The study compared 198 patients with multiple myeloma with 23,000 individuals without a blood cancer. between 2012 and 2020. The study performed imaging on the multiple myeloma patients to detect extramedullary lesions.
There was no association between blood type of common clinical outcomes for myeloma, such as anemia, renal failure, hypercalcemia, high beta-2 microglobulin and lytic lesions.
In the study, the patients diagnosed with multiple myeloma and transplant eligible (before 2016) were treated with VAD (bortezomib, adriamycin and dexamethasone) or Vel-dex (bortezomib and dexamethasone) treatment protocols in the first step, while PAD (bortezomib, adriamycin and dexamethasone) or VCD (bortezomib, cyclophosphamide and dexamethasone) given after 2016. A total of 92 patients underwent autologous stem cell transplantation. Vel-dex (bortezomib and dexamethasone), lenalidomide or melphalan were given to patients who were not eligible for transplant.
When comparing survival between blood groups, the researchers determined that overall survival (OS) was significantly shorter for patients with blood type O than the other types (P= 0.007). The overall incidence of extramedullary lesions in the entire patient population was 15.1%. There was a significant difference in the incidence of extramedullary lesion between blood groups (P = 0.000). The incidence of extramedullary lesion was the lowest in blood group B with 7.9% and the highest in blood group 0 with 34.7%. IgA heavy chain and kappa light chain myeloma was more common in patients with blood type A compared to the other groups.

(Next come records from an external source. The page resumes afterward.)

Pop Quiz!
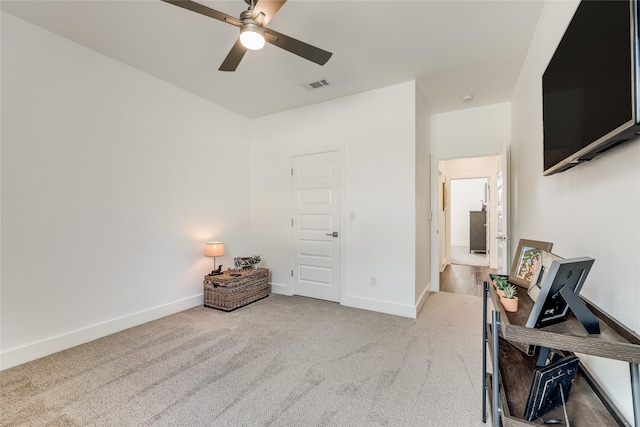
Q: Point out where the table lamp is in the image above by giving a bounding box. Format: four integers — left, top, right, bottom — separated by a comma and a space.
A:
204, 242, 224, 271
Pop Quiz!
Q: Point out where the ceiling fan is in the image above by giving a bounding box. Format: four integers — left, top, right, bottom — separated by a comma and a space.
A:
162, 0, 332, 71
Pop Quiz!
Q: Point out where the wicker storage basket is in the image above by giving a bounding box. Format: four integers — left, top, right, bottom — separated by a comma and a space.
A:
204, 268, 269, 311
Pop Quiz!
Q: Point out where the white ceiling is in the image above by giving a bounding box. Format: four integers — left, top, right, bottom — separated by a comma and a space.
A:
1, 0, 543, 118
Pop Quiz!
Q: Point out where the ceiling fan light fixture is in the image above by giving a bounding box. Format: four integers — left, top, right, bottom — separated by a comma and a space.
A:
240, 22, 264, 50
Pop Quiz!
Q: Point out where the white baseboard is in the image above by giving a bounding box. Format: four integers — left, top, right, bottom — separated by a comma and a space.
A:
0, 294, 203, 370
340, 296, 418, 319
416, 287, 433, 317
271, 283, 293, 297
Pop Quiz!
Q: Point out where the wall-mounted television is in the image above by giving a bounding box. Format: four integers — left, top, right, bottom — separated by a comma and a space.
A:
542, 0, 640, 175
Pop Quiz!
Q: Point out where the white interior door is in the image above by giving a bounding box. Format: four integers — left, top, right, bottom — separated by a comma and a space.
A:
291, 151, 341, 302
495, 145, 510, 274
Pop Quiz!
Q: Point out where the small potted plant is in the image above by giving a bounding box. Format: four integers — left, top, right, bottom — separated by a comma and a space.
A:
500, 283, 518, 313
495, 277, 510, 297
249, 255, 262, 270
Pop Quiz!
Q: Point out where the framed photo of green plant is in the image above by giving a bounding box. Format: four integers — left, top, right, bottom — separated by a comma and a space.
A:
509, 239, 553, 289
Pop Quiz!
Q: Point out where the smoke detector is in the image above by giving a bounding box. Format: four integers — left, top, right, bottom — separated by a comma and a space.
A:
305, 79, 329, 89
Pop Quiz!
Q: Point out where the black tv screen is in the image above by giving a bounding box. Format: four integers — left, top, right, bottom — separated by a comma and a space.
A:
542, 0, 638, 175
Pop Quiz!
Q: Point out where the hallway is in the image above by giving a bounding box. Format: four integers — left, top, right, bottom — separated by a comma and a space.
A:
440, 264, 497, 297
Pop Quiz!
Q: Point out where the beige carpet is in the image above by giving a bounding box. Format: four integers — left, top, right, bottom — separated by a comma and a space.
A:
0, 293, 484, 426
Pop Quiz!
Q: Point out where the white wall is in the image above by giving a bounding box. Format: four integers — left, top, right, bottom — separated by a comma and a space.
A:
431, 102, 511, 291
511, 1, 640, 420
415, 91, 431, 311
0, 13, 251, 368
251, 81, 416, 317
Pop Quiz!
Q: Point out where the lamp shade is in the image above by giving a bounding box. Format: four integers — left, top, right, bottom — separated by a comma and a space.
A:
240, 20, 264, 50
204, 242, 224, 257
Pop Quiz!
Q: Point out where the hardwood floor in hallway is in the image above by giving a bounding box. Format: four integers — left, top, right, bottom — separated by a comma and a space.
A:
440, 264, 497, 297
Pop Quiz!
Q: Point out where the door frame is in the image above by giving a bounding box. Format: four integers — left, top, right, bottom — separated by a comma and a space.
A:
431, 153, 509, 292
289, 149, 349, 304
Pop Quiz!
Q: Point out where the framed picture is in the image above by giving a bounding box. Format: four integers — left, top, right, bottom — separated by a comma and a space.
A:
527, 251, 562, 302
509, 239, 553, 289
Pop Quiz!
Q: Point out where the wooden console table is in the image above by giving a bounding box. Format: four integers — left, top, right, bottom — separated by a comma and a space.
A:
204, 268, 269, 311
482, 281, 640, 427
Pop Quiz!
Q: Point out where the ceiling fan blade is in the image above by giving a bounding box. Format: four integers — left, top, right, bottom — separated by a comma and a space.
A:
218, 39, 247, 71
265, 28, 333, 65
162, 0, 242, 27
251, 0, 287, 26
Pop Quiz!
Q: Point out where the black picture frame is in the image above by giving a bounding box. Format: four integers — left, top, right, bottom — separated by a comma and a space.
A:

In other cancer types, different blood types have different types of outcomes. For example, in lymphoma, patients with blood type B had shorter overall survival. In pancreatic cancer, overall survival was significantly better in patients with O blood type. The mechanism that causes these results is unknown in these other cancers in addition to the myeloma study.
“In conclusion, individuals with blood group O had a lower risk of developing MM in this study. It was determined that having blood group O in MM patients was a predisposing factor for the development of extramedullary lesions and that these patients had high serum lactate dehydrogenase levels. In addition, it was shown that having blood group O was a very important prognostic factor for [patients with] MM and was associated with short OS,” the authors wrote. “Although there was a relationship between ABO blood group system and the development of MM and OS, additional studies are needed to explain the mechanism of this relationship.”